There were two courses open to M. le Duc d'Orléans: the first, and the more honourable, was to hasten to Saint-Cloud, to interpose himself between Charles X. and the people, in order to save the crown of the one and the liberty of the other; the second consisted in flinging himself on the barricades, with the tricolour flag in his hand, and placing himself at the head of the movement of the world. Philip had to choose between the honest man and the great man: he preferred to pilfer the crown from the King and liberty from the people. During the confusion and misfortune of a fire, a pickpocket artfully purloins the most valuable objects from the burning palace, without heeding the cries of a child which the flames have surprised in its cradle.

The rich prey once seized, plenty of hounds were there for the distribution of the quarry: then came all those old corruptions of the preceding systems, those receivers of stolen goods, filthy, half-crushed toads that have been walked upon a hundred times and that live, all flattened out as they are. And yet those are the men of whom one boasts, whose ability one exalts! Milton thought otherwise when he wrote this passage in a sublime letter:

"If ever God poured a strong love for moral beauty in a man's breast, he did so in mine. Wherever I meet a man despising the false esteem of the vulgar, daring to aspire, by his opinions, his language and his conduct, to the greatest excellence which the lofty wisdom of the ages has taught us, I become united to that man by a sort of necessary attachment. There is no power in Heaven or upon earth which can prevent me from contemplating with respect and fondness those who have attained the summit of dignity and virtue."

The blind Court of Charles X. never knew where it stood or with whom it had to do: it might have ordered M. le Duc d'Orléans to Saint-Cloud, and it is probable that, at the first moment, he would have obeyed; it might have had him kidnapped at Neuilly, on the very day of the Ordinances: it took neither course.

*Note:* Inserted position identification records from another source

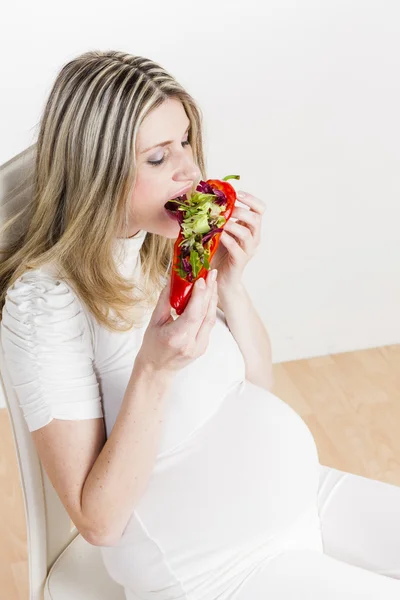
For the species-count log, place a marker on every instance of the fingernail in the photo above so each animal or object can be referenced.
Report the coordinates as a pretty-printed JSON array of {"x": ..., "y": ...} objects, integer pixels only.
[{"x": 213, "y": 275}]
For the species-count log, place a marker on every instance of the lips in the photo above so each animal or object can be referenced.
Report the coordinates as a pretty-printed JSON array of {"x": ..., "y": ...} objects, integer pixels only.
[{"x": 180, "y": 195}]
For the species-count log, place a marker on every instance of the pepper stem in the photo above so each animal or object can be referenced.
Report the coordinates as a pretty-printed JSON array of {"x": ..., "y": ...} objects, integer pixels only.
[{"x": 231, "y": 177}]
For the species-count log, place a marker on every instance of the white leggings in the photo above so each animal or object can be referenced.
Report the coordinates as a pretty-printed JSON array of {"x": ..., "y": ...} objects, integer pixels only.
[{"x": 360, "y": 525}]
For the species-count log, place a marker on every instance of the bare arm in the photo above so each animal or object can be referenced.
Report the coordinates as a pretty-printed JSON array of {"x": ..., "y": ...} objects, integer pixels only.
[{"x": 100, "y": 481}]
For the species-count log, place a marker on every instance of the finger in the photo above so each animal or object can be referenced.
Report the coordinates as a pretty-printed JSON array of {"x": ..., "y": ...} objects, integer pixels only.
[
  {"x": 193, "y": 315},
  {"x": 241, "y": 236},
  {"x": 256, "y": 204},
  {"x": 246, "y": 217},
  {"x": 209, "y": 320}
]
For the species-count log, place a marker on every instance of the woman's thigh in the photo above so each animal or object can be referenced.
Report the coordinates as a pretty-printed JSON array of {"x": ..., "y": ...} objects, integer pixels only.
[
  {"x": 298, "y": 574},
  {"x": 360, "y": 521}
]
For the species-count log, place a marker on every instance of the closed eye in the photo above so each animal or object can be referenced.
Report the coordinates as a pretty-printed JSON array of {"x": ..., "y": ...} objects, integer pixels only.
[{"x": 156, "y": 163}]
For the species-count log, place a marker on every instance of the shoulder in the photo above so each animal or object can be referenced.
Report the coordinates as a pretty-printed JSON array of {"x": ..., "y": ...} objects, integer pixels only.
[{"x": 41, "y": 305}]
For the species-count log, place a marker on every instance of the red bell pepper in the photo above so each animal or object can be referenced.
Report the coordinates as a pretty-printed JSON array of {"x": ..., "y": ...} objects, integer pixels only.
[{"x": 202, "y": 217}]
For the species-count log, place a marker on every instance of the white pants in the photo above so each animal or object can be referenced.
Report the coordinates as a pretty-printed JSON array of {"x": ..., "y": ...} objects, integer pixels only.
[{"x": 360, "y": 525}]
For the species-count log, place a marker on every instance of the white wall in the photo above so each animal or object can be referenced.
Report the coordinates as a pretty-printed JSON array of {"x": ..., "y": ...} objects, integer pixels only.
[{"x": 302, "y": 100}]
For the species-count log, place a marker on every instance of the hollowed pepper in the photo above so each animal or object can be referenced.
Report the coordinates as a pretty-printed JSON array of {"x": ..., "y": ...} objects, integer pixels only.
[{"x": 202, "y": 218}]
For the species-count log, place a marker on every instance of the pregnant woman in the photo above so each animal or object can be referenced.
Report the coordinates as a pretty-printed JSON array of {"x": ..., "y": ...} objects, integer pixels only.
[{"x": 160, "y": 433}]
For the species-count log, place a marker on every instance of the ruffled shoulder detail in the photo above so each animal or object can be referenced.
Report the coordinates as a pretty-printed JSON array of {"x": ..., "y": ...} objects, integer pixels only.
[{"x": 48, "y": 350}]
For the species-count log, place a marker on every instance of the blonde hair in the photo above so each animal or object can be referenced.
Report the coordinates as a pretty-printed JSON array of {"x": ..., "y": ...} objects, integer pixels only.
[{"x": 84, "y": 174}]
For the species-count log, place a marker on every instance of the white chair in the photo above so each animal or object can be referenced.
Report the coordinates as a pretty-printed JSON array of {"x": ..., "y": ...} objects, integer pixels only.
[{"x": 62, "y": 564}]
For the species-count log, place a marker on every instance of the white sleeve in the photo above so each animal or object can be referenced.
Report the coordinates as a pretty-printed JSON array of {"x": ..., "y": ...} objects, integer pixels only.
[{"x": 48, "y": 351}]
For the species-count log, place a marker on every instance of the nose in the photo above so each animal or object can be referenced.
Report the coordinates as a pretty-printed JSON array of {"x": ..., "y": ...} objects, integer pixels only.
[{"x": 188, "y": 171}]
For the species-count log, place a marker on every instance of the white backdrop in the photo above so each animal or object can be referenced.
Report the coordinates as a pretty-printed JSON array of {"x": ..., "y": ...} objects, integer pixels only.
[{"x": 301, "y": 99}]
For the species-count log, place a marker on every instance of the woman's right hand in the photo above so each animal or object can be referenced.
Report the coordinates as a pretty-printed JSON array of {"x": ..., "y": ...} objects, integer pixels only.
[{"x": 169, "y": 345}]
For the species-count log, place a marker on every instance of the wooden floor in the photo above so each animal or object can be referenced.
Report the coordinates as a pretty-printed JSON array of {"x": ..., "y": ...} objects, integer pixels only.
[{"x": 350, "y": 402}]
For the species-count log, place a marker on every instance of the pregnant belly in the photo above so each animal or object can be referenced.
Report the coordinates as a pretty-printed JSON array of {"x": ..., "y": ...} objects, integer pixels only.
[{"x": 230, "y": 494}]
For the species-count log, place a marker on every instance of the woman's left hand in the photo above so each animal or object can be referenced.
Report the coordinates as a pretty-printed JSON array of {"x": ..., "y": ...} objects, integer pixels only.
[{"x": 238, "y": 242}]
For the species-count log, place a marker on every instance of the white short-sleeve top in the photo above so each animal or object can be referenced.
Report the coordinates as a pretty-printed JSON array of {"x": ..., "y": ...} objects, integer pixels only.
[{"x": 64, "y": 365}]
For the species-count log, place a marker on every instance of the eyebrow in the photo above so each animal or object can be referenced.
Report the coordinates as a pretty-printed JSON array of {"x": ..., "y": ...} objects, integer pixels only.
[{"x": 163, "y": 143}]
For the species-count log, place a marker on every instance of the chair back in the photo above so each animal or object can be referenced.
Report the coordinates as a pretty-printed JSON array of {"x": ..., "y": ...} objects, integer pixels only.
[{"x": 49, "y": 528}]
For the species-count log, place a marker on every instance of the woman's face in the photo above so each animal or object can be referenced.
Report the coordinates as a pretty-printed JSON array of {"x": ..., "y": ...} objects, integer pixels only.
[{"x": 174, "y": 175}]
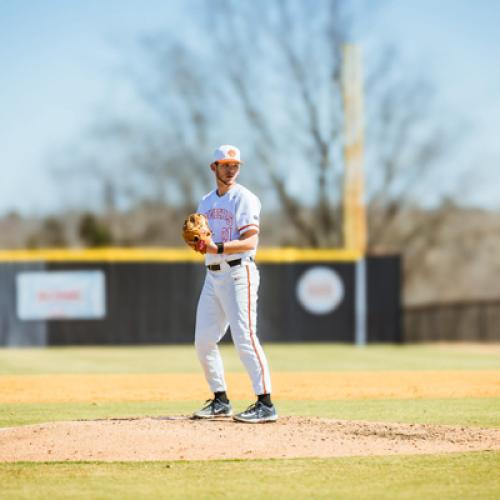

On receipt of advices which Madame de Bondy brought him, at Neuilly, in the night of Tuesday the 27th, Louis-Philippe rose at three o'clock in the morning and withdrew to a place known only to his family. He had the double fear of being touched by the insurrection in Paris and of being arrested by a captain of the Guards. He therefore went to the Rainey, there in solitude to listen to the distant gun-shots of the Battle of the Louvre, as I had listened under a tree to those of the Battle of Waterloo. The feelings which doubtless stirred the Prince must have had very little in common with those which oppressed me in the plains of Ghent.